Red China: Tourism for Ugly Imperialists

Every Friday morning, Pakistan International Airlines flight 750, a Boeing 720 jet, takes off from Dacca in East Pakistan and heads for Shanghai—the only major flight by a non-Communist airline into Red China. PIA has been making the run for three months, charging $428 for economy class round trip, and so profitable has it turned out to be that the airline is adding a second weekly flight. The Chinese Communists are using the Pakistani planes to open the door, at least a tantalizing crack, to Western business and tourist dollars.

Kits promoting the tourist pleasures of Forbidden China have been sent to thousands of travel agents.

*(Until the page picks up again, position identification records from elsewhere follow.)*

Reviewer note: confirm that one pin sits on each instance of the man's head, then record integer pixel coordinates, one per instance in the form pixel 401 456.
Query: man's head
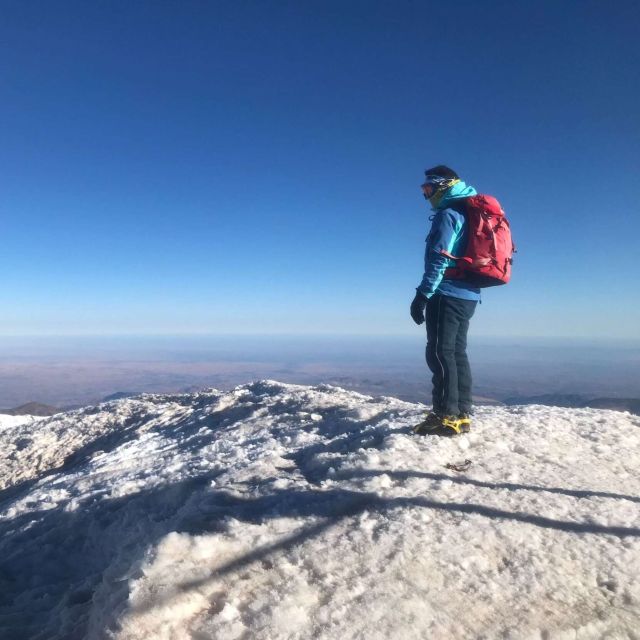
pixel 437 180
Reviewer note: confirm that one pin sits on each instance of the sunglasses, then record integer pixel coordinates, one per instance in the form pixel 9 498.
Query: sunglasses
pixel 433 184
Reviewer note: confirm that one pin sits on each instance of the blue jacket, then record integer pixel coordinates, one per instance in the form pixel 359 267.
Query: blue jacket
pixel 448 233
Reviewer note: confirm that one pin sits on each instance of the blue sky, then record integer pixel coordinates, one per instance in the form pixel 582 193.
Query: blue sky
pixel 178 167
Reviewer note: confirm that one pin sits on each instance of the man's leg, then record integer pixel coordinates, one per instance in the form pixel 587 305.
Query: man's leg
pixel 465 310
pixel 442 330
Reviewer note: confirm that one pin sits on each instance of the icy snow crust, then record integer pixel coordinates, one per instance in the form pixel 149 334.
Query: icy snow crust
pixel 280 511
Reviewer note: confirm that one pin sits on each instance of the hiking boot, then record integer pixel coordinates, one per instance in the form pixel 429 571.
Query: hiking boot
pixel 430 424
pixel 455 425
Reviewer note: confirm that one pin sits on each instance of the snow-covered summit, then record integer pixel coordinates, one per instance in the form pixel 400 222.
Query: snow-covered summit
pixel 280 511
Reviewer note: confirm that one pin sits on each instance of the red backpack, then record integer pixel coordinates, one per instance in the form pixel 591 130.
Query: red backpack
pixel 487 259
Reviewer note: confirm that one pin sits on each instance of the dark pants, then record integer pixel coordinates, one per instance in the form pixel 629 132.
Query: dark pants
pixel 447 322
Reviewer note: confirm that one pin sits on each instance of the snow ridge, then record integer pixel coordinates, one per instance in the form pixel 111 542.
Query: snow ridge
pixel 282 511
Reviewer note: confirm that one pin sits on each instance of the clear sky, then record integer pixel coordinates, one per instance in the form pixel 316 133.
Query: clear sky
pixel 176 167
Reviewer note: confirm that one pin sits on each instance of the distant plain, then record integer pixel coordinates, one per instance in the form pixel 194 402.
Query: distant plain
pixel 79 370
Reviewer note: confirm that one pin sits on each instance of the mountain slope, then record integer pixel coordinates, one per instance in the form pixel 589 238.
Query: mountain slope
pixel 282 511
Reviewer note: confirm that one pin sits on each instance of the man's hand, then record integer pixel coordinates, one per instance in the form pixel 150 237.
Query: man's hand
pixel 417 308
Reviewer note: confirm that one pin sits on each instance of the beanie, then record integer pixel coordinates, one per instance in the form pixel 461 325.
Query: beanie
pixel 443 171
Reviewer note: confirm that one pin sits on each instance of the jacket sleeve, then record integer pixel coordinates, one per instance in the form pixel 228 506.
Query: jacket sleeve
pixel 445 231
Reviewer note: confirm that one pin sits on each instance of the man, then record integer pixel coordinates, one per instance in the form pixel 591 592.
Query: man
pixel 448 305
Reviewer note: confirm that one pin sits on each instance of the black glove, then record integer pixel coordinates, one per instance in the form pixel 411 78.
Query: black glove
pixel 417 308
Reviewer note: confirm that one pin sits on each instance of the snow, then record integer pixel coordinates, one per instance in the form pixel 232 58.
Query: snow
pixel 14 421
pixel 279 511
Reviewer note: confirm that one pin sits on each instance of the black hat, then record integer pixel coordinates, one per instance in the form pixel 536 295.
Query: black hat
pixel 442 171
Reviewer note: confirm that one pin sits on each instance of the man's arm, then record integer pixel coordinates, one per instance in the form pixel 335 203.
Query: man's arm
pixel 445 231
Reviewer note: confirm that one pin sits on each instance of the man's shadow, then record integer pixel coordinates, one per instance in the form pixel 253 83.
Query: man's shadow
pixel 52 561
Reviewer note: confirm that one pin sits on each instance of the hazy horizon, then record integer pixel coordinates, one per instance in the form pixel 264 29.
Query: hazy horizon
pixel 76 370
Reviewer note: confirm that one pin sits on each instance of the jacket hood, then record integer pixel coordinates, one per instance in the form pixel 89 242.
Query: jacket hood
pixel 456 191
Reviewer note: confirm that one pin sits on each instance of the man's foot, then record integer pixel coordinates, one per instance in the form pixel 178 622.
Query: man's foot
pixel 455 425
pixel 436 424
pixel 429 425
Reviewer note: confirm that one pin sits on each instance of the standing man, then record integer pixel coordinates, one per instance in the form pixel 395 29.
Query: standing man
pixel 446 304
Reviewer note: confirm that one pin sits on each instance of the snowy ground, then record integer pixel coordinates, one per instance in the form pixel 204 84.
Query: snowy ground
pixel 282 512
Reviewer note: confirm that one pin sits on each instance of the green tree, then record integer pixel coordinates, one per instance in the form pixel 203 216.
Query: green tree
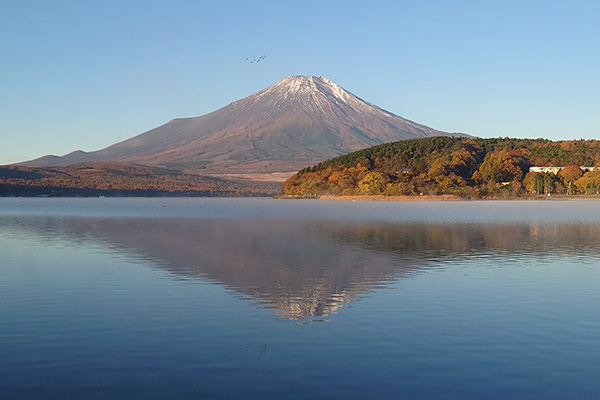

Chinese consulates now grant tourist visas in a startlingly quick three days. The result has been an increasing flow of travelers and fellow travelers from almost everywhere except the U.S. (neither Washington nor Peking will permit Americans to enter).

Kindergarten Quacks. Those who do get in are allowed to see only the carefully polished edges of China. For $30 a day, not including transportation, they are chaperoned by official guides over a neatly policed route that takes in six cities, including Peking, and a few selected communes, schools and factories for those who are interested. The visits can be deceiving: one kindergarten class began a quacking song for the benefit of a French tourist. As he recalls it, " 'How charming,' I thought, 'a song about ducks.' But then I learned they were singing something that sounded like quan quoat quai, which means, more or less, 'Ugly imperialists, go home!' "

The London Daily Mail's Angus Macpherson, who went in on the first PIA flight, described the New China as "a land of spacious loveliness cultivated down to the last inch, crisscrossed with power lines." To tourists, the most vivid first impression is cleanliness—the result of a Communist Party drive to shame, cajole and organize the people into cleanup squads that left everything shining.

Bare Subsistence. Kitchens may be clean, but they are also bare. The people still subsist on cabbage and rice, although good harvests have ended the near famine of the early '60s. Sugar and wheat are still rationed, but ice cream and cakes are plentiful and cheap, and the stalls at the central markets are banked high with ornamental heaps of vegetables, meat, tiny eggs and fish. "China has not forgotten how to eat," one tourist was told by his guide. Nor has it forgotten how to cook—for those who can pay for it. The once-great cuisine of Peking has slipped, but French TV Commentator Maurice Werther, who traveled 10,000 miles during six weeks in China, would still give even tourist-hotel tables a two-star rating in Michelín.